On Wednesday, the American Public Health Association sent a letter to House members that urged lawmakers to vote against the bill, which includes provisions to repeal the healthcare reform law's Prevention and Public Health Fund; reduce funding for both Medicaid and CHIP; and cut about $36 billion from the Supplemental Nutrition Assistance Program, which the association said would eliminate benefits to about 2 million Americans.
Rep. Henry Waxman (D-Calif.), ranking member of the House Energy and Commerce Committee, said in an interview that the Republican-led effort was wrong for cutting entitlement healthcare programs that would disproportionately impact low income Americans.
“Certain things were supposed to be held harmless, like Medicaid,” Waxman said. “But Republicans decided they were going to cut Medicaid, anyway.”
“They seemed to do this whole bill for the purpose of protecting the wealthy from higher taxes and making sure we put money back in the military at the expense of health programs, safety net programs—programs that are vital for the middle class and people with low incomes,” he said.
Meanwhile, Rep. Phil Gingrey (R-Ga.), a physician who co-chairs the GOP Doctors Caucus, applauded the bill’s passage in a statement that noted the legislation would save about $328 billion over 10 years.
“Preserving funding for our servicemen and women is of paramount importance,” Gingrey said in the statement. “This legislation achieves that goal while simultaneously enacting necessary and strategic reforms to a number of mandatory programs.
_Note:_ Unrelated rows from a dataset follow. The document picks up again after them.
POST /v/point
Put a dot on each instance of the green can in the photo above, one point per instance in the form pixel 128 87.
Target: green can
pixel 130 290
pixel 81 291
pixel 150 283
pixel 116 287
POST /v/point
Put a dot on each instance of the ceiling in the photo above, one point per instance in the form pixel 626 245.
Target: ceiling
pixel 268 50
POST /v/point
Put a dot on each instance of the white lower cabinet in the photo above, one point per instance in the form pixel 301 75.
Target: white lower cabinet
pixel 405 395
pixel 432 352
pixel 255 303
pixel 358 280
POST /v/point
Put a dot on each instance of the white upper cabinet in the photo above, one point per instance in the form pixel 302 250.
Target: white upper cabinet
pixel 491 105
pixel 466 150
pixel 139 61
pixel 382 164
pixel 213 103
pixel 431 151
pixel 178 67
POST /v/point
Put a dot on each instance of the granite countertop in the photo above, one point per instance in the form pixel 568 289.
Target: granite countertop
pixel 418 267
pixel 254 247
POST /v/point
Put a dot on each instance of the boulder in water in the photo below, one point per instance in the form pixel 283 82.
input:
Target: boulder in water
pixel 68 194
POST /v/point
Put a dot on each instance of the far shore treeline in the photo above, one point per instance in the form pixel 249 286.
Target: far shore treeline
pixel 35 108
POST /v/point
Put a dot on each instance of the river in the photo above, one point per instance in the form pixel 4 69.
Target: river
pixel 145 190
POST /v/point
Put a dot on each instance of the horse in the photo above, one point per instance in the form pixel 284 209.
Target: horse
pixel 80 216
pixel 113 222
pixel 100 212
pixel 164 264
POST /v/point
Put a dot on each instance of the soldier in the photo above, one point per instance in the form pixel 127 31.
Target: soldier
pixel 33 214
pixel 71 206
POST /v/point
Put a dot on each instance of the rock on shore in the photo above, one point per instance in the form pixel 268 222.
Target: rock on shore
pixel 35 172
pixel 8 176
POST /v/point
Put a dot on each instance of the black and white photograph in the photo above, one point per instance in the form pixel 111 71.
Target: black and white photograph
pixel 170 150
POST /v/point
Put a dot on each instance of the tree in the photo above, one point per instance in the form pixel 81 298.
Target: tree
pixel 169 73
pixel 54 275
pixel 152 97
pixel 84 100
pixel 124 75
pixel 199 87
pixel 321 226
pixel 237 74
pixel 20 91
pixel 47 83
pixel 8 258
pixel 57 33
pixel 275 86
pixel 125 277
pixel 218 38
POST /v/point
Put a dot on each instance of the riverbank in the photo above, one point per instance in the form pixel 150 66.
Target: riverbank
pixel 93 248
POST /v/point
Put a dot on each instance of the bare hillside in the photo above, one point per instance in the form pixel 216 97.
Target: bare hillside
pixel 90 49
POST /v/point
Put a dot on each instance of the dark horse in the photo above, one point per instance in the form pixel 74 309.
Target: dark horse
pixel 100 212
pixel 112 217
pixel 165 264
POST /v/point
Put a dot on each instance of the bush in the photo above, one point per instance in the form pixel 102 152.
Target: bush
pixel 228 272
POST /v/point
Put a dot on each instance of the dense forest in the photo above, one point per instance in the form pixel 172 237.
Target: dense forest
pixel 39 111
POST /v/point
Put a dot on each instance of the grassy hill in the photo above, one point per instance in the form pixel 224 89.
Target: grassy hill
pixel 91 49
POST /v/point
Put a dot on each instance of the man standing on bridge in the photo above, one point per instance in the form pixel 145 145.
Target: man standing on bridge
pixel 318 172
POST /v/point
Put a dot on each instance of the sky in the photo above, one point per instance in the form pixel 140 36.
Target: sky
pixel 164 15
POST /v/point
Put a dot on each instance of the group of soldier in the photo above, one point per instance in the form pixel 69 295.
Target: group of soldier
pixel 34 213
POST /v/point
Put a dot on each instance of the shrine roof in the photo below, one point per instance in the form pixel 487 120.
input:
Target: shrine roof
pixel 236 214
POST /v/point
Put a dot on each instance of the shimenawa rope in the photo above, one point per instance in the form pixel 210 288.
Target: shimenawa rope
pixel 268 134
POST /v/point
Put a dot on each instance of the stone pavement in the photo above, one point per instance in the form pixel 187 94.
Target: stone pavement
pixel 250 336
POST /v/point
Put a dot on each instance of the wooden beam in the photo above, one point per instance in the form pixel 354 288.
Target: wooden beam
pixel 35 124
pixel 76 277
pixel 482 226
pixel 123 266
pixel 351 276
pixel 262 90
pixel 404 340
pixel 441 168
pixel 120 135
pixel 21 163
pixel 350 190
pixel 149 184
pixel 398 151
These measures will better ensure those most in need of government assistance receive it, instead of individuals who game the system.”
Gingrey wrote two provisions that were folded into the bill, including one that would implement medical liability reform and another that offers states flexibility to address fraud and abuse in the Medicaid program.
A statement of administration policy from the White House (PDF) noted that this bill address just a part of the sequester set to take place next year.
“The bill would break the agreement on discretionary spending made in last summer's budget agreement; advancing the House Budget Resolution's approach to increase defense spending and reduce nondefense spending relative to the levels agreed to in the BCA,” the statement said. “Moreover, it would do nothing to address the reductions in discretionary spending and sequesters in mandatory programs after 2013.”